TreeSeg: Hierarchical Segmentation & Interval Queries

Updated 2 March 2026

TreeSeg is a tree-based framework encompassing both hierarchical segmentation of noisy ASR transcripts and a dynamic BITS-Tree for efficient segment storage.
It employs recursive divisive clustering with windowed embeddings to partition transcripts into semantically coherent segments while addressing noise and variable segment counts.
The BITS-Tree component supports efficient point and range queries through logarithmic operations, making it effective for dynamic interval querying in large datasets.

TreeSeg refers to distinct concepts in the literature: (1) an algorithm for hierarchical topic segmentation of large transcripts, and (2) a dynamic data structure for efficient segment storage and interval queries (the BITS-Tree). Both rely on tree-based representations to organize, partition, or index sequential data. This article reviews both domains for completeness.

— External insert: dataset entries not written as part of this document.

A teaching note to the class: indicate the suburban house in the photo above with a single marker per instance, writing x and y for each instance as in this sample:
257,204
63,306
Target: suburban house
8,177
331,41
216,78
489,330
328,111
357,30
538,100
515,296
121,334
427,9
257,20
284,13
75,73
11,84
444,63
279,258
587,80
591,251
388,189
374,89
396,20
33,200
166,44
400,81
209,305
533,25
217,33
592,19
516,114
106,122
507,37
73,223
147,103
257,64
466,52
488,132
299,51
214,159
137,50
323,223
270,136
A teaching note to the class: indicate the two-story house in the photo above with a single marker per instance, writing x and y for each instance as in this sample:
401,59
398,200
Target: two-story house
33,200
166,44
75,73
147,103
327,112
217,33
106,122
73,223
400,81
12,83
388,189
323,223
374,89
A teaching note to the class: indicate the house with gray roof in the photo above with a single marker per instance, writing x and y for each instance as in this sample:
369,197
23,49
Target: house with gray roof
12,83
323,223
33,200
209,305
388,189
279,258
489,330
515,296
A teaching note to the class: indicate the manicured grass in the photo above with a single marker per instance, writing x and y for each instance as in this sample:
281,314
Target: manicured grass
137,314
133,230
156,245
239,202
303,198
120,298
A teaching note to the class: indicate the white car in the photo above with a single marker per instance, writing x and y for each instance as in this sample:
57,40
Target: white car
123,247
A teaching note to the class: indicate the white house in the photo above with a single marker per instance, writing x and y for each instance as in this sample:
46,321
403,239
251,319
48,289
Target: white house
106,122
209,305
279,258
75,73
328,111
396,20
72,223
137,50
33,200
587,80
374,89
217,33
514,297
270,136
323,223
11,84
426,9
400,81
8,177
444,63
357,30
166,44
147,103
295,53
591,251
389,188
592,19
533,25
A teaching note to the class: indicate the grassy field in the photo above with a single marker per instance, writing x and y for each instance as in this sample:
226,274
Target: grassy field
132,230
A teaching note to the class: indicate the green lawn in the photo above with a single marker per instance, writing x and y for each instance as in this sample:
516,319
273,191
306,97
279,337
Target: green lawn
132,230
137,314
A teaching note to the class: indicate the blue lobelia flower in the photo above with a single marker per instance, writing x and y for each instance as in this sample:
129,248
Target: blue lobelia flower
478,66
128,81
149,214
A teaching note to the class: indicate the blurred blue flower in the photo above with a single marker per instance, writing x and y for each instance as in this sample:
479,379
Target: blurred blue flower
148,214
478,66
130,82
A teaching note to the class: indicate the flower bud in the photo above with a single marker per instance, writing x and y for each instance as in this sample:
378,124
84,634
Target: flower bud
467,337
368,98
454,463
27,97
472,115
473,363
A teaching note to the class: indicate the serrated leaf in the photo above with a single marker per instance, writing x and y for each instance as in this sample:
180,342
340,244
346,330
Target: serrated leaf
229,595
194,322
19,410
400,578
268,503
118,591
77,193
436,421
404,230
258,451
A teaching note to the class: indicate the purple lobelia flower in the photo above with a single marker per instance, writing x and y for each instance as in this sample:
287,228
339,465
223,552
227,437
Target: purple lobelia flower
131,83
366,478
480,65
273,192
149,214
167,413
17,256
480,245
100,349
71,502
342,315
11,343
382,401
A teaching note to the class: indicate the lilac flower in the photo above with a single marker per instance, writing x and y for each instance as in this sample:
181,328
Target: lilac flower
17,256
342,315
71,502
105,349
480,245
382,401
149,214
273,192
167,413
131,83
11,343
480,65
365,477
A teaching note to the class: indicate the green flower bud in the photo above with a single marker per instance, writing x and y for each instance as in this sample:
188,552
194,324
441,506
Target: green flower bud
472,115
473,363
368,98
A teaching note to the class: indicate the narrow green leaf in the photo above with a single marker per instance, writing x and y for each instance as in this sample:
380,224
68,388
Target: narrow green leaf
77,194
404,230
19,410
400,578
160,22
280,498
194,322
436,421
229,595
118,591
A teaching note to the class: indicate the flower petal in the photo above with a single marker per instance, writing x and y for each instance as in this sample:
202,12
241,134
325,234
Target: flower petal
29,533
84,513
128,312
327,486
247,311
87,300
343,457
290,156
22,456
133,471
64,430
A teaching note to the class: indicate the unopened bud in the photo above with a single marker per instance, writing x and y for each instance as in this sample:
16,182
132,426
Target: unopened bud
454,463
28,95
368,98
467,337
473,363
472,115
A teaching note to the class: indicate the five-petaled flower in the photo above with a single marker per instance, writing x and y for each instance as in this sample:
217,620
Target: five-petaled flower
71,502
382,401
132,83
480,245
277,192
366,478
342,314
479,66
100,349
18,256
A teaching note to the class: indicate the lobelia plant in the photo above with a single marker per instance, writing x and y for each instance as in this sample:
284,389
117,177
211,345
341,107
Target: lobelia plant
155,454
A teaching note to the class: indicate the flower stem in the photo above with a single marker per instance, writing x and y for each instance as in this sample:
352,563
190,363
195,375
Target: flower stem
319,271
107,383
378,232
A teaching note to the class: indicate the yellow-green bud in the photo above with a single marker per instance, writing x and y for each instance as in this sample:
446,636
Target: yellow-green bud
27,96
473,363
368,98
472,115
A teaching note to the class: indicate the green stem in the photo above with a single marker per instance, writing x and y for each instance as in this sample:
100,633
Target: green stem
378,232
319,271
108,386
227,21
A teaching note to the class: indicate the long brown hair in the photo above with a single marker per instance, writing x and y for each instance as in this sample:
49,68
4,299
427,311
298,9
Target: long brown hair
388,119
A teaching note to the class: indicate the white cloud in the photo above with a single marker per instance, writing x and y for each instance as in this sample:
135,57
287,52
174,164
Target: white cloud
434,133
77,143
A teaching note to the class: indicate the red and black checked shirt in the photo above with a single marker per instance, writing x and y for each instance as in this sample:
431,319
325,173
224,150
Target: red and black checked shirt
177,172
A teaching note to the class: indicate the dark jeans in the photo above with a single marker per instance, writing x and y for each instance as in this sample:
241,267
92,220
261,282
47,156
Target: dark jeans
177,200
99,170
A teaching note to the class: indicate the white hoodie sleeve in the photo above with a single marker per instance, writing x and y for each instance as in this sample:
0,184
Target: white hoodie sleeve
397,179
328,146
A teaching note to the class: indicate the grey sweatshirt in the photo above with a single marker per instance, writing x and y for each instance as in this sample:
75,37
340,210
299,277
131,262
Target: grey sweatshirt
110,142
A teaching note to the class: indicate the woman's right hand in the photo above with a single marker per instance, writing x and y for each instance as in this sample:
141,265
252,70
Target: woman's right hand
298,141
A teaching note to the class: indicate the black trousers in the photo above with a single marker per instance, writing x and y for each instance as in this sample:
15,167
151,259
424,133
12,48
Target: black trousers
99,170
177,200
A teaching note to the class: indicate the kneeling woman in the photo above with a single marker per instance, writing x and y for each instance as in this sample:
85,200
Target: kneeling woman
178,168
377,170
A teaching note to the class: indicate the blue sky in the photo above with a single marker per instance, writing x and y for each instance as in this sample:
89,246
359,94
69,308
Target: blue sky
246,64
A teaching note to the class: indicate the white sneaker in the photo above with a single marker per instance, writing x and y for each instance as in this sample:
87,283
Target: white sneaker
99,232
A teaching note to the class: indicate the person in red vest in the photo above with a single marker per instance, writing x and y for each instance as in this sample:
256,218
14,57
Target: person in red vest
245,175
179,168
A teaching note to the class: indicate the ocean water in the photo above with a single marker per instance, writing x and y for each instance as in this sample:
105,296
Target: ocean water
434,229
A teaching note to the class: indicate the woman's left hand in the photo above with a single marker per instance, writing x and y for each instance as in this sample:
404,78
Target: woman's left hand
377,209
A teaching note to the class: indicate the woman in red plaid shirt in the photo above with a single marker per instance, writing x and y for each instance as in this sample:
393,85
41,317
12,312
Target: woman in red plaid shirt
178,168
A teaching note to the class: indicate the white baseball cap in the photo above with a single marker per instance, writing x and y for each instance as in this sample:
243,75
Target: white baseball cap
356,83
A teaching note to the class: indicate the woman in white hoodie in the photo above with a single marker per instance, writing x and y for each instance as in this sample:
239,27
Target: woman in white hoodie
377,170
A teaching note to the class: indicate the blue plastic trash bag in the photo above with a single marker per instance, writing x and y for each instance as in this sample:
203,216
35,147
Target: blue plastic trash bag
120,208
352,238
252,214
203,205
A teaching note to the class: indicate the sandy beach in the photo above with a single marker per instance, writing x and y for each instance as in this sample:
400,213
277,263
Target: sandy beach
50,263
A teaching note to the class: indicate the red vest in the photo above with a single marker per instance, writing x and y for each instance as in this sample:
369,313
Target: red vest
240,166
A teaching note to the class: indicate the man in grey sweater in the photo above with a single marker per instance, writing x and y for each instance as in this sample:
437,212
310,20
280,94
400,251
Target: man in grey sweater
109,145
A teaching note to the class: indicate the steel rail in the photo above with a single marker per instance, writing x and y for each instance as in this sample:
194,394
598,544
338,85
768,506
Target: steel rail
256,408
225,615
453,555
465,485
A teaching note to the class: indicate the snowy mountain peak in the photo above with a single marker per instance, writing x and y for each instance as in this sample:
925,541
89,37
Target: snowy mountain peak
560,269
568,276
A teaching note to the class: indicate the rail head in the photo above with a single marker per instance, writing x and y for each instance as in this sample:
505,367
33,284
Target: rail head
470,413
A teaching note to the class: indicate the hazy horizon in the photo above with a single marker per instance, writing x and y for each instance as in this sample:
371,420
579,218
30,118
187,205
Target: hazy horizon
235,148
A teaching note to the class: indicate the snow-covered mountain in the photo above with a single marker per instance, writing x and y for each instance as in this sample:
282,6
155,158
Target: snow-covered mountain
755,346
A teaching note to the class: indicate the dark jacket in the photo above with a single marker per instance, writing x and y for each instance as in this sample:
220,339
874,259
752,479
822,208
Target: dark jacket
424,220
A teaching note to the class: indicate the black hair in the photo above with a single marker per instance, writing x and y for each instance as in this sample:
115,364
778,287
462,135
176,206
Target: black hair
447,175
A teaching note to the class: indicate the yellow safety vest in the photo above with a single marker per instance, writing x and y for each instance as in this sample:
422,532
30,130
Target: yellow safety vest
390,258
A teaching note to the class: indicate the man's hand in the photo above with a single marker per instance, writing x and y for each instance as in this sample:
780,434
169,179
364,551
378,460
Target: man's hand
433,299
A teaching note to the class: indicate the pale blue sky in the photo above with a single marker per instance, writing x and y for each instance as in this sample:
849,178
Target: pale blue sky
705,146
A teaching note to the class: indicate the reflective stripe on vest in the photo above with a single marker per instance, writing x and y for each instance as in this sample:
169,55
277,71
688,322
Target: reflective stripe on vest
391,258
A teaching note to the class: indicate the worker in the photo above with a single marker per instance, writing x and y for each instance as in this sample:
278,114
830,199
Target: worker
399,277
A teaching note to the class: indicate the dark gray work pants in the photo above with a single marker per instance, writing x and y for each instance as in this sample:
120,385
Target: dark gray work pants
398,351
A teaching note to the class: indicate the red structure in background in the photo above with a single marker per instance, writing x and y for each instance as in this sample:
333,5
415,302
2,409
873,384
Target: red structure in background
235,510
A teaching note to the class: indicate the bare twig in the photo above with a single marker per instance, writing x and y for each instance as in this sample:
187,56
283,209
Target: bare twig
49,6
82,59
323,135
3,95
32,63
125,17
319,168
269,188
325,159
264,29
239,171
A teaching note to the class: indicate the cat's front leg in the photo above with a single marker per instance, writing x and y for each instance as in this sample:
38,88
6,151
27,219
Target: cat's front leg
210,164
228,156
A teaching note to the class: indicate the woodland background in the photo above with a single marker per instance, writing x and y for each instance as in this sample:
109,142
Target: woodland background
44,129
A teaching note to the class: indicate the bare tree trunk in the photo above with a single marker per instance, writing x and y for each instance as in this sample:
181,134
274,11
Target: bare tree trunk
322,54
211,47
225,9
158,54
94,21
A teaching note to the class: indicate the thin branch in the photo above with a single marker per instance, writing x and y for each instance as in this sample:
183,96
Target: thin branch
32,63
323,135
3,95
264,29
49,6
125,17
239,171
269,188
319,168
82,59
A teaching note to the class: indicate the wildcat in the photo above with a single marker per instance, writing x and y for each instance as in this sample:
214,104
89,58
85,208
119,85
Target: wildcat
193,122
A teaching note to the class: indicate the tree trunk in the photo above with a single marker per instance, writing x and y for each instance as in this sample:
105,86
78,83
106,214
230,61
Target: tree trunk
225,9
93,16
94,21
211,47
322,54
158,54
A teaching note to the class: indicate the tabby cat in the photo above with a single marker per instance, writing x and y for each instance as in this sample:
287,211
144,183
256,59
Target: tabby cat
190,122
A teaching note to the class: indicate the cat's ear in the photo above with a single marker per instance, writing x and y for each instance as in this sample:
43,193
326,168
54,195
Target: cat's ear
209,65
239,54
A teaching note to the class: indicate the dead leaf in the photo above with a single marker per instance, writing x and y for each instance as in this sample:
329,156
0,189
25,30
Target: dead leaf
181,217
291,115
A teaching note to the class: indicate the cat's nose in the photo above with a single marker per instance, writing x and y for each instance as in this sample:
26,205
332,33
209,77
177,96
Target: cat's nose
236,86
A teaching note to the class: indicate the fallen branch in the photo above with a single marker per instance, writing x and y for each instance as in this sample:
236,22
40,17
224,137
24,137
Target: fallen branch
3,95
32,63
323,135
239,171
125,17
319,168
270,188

1. Hierarchical Topic Segmentation: TreeSeg Algorithm

TreeSeg is an approach for hierarchical, structure-preserving topic segmentation of long, noisy transcripts, notably those generated by Automatic Speech Recognition (ASR) systems. The core objective is to partition a temporally ordered sequence of utterances $U = [U_1, \ldots, U_T]$ into $K$ contiguous, semantically coherent segments $(P_1, \ldots, P_K)$ , despite noise, uncertain ground-truth $K$ , and large $T$ (Gklezakos et al., 2024).

The method addresses three principal challenges: persistent ASR noise, variable and ambiguous segment counts, and computational efficiency for large transcripts. TreeSeg outputs a binary tree segmentation, allowing flexible control of granularity by tree cutting at arbitrary depth.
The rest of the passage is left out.